In CSS these bezier curves take four values, or 2 pairs of numbers, with each pair describing the X and Y coordinates of a cubic bezier curve’s control points. The starting point of the bezier curve has a coordinate of (0, 0) and the end coordinate is (1, 1); you get to set the X and Y values of the two control points. The X values for the two control points must be between 0 and 1, and each control point’s Y value can exceed the [0, 1] limit, although the spec isn’t clear by how much!
Changing the X and Y value of each control point will give you vastly different curve, and therefore a vastly different feel to your animation. For example, if the first control point is in the lower right the animation will be slow to start. If it’s in the top left area it’s going to be fast to start. Conversely, if the second control point is in the bottom right of the grid it’s going to be fast at the end, whereas if it’s in the top left it will be slow to end.
For comparison, here are two curves: a typical ease-in-out curve and a custom curve:
See an animation with custom easing.
The CSS for the custom curve is:
transition: transform 500ms cubic-bezier(0.465, 0.183, 0.153, 0.946);
The first two numbers are the X and Y coordinates of the first control point, the second two numbers are the X and Y coordinates of the second control point.
Making a custom curve is a lot of fun, and it gives you significant control over the feel of the animation. For example, given the above curve, you can see the curve resembles a classic ease-in-out curve, but with a shortened ease-in, or ‘getting going’, portion, and an elongated slowdown at the end.
Experiment with this
animation curve tool
and see how the curve affects the feel of an animation.
Use JavaScript for more control
Sometimes you will need even more control than a cubic bezier curve can provide. Perhaps you want an elastic bounce feel, or you want to stop execution of the animation part way through, both of which are far more difficult to achieve with CSS. In such cases you should use JavaScript animation libraries.
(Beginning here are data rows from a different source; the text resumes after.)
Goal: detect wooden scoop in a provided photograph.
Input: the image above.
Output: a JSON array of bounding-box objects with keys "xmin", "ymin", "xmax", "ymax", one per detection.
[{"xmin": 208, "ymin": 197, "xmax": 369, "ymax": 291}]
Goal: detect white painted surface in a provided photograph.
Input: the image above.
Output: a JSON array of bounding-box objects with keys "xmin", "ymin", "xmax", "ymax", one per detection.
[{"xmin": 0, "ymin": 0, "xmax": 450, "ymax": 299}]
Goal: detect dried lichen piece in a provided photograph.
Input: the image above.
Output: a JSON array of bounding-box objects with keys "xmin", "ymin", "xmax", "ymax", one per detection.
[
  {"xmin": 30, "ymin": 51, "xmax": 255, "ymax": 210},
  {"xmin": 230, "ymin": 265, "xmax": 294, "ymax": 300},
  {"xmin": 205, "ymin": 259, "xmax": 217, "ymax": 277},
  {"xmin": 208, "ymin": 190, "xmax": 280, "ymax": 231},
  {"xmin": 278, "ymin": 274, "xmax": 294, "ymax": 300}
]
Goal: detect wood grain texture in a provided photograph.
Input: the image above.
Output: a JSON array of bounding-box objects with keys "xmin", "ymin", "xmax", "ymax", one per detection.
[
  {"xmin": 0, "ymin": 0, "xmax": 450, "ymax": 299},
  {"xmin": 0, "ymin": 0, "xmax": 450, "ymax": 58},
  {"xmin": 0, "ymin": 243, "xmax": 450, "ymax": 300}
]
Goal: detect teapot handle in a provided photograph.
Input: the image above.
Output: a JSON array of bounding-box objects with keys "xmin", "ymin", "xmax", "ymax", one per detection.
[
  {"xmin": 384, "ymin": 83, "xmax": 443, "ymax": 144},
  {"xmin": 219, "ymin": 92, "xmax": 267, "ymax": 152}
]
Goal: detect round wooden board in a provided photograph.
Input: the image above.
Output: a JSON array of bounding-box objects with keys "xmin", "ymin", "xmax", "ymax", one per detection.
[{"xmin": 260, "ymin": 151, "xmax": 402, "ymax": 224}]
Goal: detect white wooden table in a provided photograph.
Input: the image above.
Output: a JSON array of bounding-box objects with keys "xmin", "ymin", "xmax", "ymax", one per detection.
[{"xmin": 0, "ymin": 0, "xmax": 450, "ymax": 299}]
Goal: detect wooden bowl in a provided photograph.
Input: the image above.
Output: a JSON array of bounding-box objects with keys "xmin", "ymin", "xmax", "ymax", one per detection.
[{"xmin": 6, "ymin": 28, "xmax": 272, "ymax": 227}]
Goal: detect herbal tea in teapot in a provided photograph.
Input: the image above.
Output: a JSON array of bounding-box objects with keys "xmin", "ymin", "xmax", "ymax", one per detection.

One of the best libraries is
Greensock’s TweenMax
(or TweenLite if you want to keep things super lightweight) as you get a lot of control from it in a small JavaScript library, and it’s a very mature codebase.
See an elastic ease animation.
To use something like TweenMax include the script in your page:
<script src="http://cdnjs.cloudflare.com/ajax/libs/gsap/latest/TweenMax.min.js"></script>
Once that’s in place you can call TweenMax against your element and tell it which properties you’d like, along with any easing you’d like. There are a ton of easing options that you can use; the code below uses an elastic ease-out:
var box = document.getElementById('my-box');
var animationDurationInSeconds = 1.5;
TweenMax.to(box, animationDurationInSeconds, {
x: '100%',
ease: 'Elastic.easeOut'
});
The
TweenMax documentation
highlights all the options you have here, so it’s well worth a read.